En las noches no reuníamos en el centro de la ciudad, todos juntos, arropados con nuestra desnudez, hipnotizados, mirábamos el cielo, saludando a los que nos veían y protegían en la monstruosa lejanía. Parecíamos humanoides esperando instrucciones. Moviéndonos de un lado a otro, saltando de árbol en árbol, girando, aullando. Las señales se mostraban en sentido inverso, recalculando toda ley de casualidad. Desde el exterior era imposible imaginar lo que ocurría dentro de nuestra ciudad. Mejor, nos habían dejado vivir en paz, o eso creíamos, porque un día dejamos de tener contacto con el resto del mundo.

Las clases sociales

No existe infancia fácil para quienes tuvimos la suerte de crecer en los barrios pobres, se puede decir que somos la mala hierba que brota como planta salvaje y sobrevive estoicamente como una plaga. Crecí humildemente entre los muros agrietados de las rentas congeladas y de los escasísimos apoyos gubernamentales. Es una vida dura, donde la violencia se acompaña con abundante vino. Soy testigo del exacerbado machismo y de la abnegación de mujeres débiles que multiplican la prole con paupérrimos embarazos. Los que tuvimos la suerte de cursar la educación básica pudimos sortear con éxito algún oficio. Los que no, cubrieron las siempre disponibles vacantes de la delincuencia. Unas cuantas vacunas nos brindaban la protección contra las peores enfermedades y si por alguna causa perdíamos la pelea, todavía teníamos una fe inquebrantable por los remedios caseros. En las épocas en que faltaba el trabajo, nos las ingeniábamos para vender cualquier cháchara o alquilarnos de cargadores, albañiles y hasta carpinteros. No teníamos vergüenza por vestir pantalones rotos y camisas manchadas de mil colores, era parte de la identidad del barrio. En el amor no éramos tan complicados, una buena azotea, entre la ropa tendida, fue y siempre será un buen escondite para las caricias furtivas y los embarazos no deseados. Así se mantiene el exponencial poblacional del barrio y cada año nos coloca más cerca de las sociedades civilizadas. Aunque, se puede decir, que soportan nuestra cercanía con estoico fastidio. Somos la fuerza laboral que construye sus edificios, casas y carreteras. Estos hombres, metrosexuales, se permiten toda suerte de disfraces, suelen mostrar un raro esplendor por los trajes exclusivos, la ropa deportiva de marca, y la falsa inmortalidad que proporcionan la vida sana y las vitaminas. Nuestras mujeres mantienen sus casas limpias y lechos calientes, mientras, sus mujeres, tienen el tiempo suficiente para perderse en el abismo de los rizos rubios, fieles consumidoras de los afiches de belleza y de los divorcios caros. Todos ganamos en esta simbiosis social, ellos fingen buenas obras para distraernos de la pobreza y nosotros conseguimos un poco de las migajas que tiran por la mesa, y de esta manera, mantenemos funcionando, los unos y los otros, el perpetuo ciclo de las clases sociales.

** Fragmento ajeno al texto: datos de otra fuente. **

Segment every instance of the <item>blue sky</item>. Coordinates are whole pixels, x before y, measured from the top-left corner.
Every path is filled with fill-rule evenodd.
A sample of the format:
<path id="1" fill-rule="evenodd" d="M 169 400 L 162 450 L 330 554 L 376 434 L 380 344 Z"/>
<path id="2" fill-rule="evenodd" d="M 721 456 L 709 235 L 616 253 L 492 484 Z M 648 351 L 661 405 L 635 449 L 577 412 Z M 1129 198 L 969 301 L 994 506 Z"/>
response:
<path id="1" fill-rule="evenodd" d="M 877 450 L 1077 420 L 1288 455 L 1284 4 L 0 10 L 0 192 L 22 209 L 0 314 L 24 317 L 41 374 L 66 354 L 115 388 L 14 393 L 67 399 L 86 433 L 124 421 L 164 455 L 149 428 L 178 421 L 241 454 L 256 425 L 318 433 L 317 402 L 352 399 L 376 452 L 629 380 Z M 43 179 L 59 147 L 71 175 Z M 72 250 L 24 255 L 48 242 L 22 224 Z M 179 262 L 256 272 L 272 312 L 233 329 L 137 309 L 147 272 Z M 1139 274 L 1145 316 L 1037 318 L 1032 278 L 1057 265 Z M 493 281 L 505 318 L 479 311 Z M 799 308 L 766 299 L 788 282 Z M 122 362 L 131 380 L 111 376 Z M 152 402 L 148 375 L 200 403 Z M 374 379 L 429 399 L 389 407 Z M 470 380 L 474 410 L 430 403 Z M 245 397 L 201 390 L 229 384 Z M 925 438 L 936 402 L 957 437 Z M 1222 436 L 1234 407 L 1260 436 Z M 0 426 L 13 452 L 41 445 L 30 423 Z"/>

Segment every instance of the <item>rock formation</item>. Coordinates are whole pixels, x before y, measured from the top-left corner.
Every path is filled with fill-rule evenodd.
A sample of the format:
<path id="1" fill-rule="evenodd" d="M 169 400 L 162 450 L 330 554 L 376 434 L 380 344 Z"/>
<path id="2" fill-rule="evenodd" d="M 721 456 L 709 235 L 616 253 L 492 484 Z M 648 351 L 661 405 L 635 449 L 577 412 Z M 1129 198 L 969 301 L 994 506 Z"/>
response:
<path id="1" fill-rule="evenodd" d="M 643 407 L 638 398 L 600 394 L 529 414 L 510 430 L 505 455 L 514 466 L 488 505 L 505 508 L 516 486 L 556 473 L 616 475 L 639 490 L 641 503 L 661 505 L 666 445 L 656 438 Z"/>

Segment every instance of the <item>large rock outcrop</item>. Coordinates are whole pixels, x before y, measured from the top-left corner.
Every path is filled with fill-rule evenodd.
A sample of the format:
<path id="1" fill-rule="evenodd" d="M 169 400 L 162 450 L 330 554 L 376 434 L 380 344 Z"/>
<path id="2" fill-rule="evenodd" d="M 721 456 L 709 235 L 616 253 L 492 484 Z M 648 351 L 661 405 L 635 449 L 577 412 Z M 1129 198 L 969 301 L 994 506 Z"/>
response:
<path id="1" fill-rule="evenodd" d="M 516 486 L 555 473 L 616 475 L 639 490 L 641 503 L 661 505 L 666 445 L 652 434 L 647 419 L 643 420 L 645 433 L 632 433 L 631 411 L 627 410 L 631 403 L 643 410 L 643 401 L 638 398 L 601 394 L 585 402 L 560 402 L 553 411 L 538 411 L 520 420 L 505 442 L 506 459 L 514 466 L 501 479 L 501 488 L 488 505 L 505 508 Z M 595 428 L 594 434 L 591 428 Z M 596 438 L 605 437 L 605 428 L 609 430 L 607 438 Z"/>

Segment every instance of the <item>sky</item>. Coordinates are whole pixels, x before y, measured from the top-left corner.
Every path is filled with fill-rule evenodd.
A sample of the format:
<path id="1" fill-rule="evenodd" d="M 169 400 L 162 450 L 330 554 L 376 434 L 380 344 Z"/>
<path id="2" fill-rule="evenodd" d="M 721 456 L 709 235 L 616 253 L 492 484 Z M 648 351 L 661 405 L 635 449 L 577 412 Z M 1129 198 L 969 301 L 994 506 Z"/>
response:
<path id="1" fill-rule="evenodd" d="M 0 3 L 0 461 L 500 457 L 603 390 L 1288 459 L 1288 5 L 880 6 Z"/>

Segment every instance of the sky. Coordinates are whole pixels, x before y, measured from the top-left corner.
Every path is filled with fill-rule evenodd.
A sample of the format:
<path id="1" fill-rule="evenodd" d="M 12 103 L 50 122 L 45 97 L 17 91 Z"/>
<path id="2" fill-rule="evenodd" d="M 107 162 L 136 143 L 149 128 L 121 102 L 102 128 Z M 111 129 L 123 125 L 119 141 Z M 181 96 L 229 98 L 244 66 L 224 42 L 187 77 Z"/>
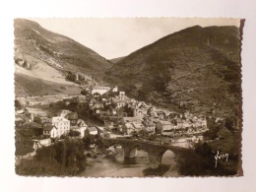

La inmortalidad de la belleza

El buen Igor había escapado del linchamiento y continuó viviendo en la ciudad a pesar de los sentimientos de odio en su contra. Estuvo por un largo tiempo desempleado, rechazado y vilipendiado con la crueldad anónima de las redes sociales. Encontró trabajo, después de mucho buscar, en una modesta tienda de vestidos para quinceañeras. Ahí, donde todo parece regido por el orden secreto de los maniquíes, logró proporcionarle, en un acto de empatía con su creador, vida a la muerte de una forma más estética. Había comprendido el error del Doctor, la fealdad de las criaturas tenían un impacto negativo en la gente, en cambio la belleza idealizaba la inmortalidad como lucrativo negocio. Consiguió la aceptación de la comunidad y por ende la rentabilidad de su creciente negocio. Embelleció sus creaciones con colores llamativos y los coronó, por cuestiones mercadológicas, con el velo místico del más tradicional afiche mexicano.